The treated patients showed a reduction of viral load of 1.2 orders of magnitude on average at 16 weeks. The drug's dose is 50 milligrams, taken twice a day. "The drug shows a lot of promise. That's why we need the next set of trials," says Michael Saag, a top AIDS specialist from the

University of Alabama at Birmingham


The drug is going to be used in patients for whom the current cocktails of therapies have failed. As resistance grows, this population grows as well, making it an increasingly attractive market.

The companies are embarking on a four-arm Phase II trial. It will have 17 patients in each group, testing three different doses of T-20. Analysts think that if things go well, the drug could be on the market in the middle of 2002.

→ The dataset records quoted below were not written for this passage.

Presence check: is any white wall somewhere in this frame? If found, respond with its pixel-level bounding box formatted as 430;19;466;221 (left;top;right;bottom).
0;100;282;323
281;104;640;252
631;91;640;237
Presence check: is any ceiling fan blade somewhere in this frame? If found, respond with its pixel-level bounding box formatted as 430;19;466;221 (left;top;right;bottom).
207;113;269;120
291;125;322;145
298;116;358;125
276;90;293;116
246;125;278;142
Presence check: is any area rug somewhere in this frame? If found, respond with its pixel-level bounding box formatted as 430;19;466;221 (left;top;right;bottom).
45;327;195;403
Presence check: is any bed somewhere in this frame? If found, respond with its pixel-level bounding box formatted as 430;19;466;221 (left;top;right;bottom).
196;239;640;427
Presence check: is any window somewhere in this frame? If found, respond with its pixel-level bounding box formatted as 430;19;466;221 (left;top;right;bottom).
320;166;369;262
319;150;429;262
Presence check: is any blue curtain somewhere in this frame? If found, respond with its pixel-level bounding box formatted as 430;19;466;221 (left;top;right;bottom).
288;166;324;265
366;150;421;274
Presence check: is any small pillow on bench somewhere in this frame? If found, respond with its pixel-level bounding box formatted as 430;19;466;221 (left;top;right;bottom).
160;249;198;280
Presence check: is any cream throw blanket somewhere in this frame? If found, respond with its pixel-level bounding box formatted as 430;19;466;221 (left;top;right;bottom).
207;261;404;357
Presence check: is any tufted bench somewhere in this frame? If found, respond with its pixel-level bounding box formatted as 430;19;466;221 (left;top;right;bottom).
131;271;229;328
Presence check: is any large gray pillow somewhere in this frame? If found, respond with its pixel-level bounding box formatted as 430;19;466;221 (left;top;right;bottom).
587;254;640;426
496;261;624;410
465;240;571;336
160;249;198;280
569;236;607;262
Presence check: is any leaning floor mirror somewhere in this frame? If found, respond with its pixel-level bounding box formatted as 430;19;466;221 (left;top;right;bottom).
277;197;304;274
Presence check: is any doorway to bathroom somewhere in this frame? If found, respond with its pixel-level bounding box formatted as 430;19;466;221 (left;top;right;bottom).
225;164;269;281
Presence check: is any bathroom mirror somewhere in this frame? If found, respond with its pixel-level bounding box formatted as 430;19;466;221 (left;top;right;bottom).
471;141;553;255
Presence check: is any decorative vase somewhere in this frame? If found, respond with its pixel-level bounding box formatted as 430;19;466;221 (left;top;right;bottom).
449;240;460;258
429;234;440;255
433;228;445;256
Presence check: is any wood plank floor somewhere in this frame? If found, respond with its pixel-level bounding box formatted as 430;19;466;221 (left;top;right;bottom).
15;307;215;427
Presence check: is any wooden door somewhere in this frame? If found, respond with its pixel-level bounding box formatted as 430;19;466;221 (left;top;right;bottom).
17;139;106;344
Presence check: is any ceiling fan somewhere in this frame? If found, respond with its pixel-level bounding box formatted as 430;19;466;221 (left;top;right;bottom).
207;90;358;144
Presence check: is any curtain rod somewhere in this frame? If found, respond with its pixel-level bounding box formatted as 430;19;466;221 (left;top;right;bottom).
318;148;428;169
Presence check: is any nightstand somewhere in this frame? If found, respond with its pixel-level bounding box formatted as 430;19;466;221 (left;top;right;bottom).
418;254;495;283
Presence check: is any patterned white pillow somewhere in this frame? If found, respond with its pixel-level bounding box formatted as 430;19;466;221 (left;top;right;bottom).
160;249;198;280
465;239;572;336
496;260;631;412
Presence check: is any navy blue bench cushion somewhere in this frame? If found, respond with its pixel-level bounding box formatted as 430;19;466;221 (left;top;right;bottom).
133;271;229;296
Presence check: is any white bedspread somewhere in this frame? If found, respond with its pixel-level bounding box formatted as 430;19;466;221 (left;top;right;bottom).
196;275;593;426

But to be a success, the company's going to need to make a whole lotta peptide. It's not like Trimeris and Roche don't know about the challenges to increasing manufacturing capacity to accommodate T-20. "The partnership with Roche was essential," says Dani Bolognesi, the company's newly installed president and chief executive and a major cancer researcher himself. "There is no paradigm for manufacturing the drug. For us to consider doing it ourselves would have been foolhardy. If you add up all the peptides made in the world today, it's maybe 500 kilograms. We have to be above that -- in the metric-ton range."

He adds in the cautious way of a professor (so unlike the typical biotech CEO): "We are fairly confident that we are on track for all of the trials. The beginning phase is obviously tricky." Originally, he says the drug cost about $11,000 a gram to produce; now it's more like $300 a gram and going lower. The company is studying reducing the dose and different formulations as well.

"We expect significant demand," says Frank Condella, a vice president at Roche who is spearheading its T-20 effort. He says Roche will consider all options on making the drug, including possibly building a new plant for T-20.

There's plenty of skepticism. "A lot of these stories come down to very simple concepts," says Kellie Seringer, a biotech analyst for

Evolution Capital

who attended the presentation, but doesn't cover the company. "You can have all the data in the world, but it doesn't matter if you can't make it."

But a hedge fund manager who has a major position in Trimeris thinks Roche will be able to pull it off. "Roche says there's no doubt they'll be able to make one ton in 2002," the manager says. "I think they'll be able to make two, maybe more." He says the company has an idle plant that it can use for the drug, adding, "They don't seem too concerned about scaling up." He says the bigger issues are logistical ones, like signing deals with raw-materials suppliers, rather than technical ones.

Perhaps. If the challenge proves beyond Roche's capabilities, all isn't lost. Trimeris has a follow-up compound. It appears to be more potent, to work its way through the body more easily and to have a better resistance profile, because it binds more tightly. Says the normally conservative Bolognesi: "This baby is a very nice advance."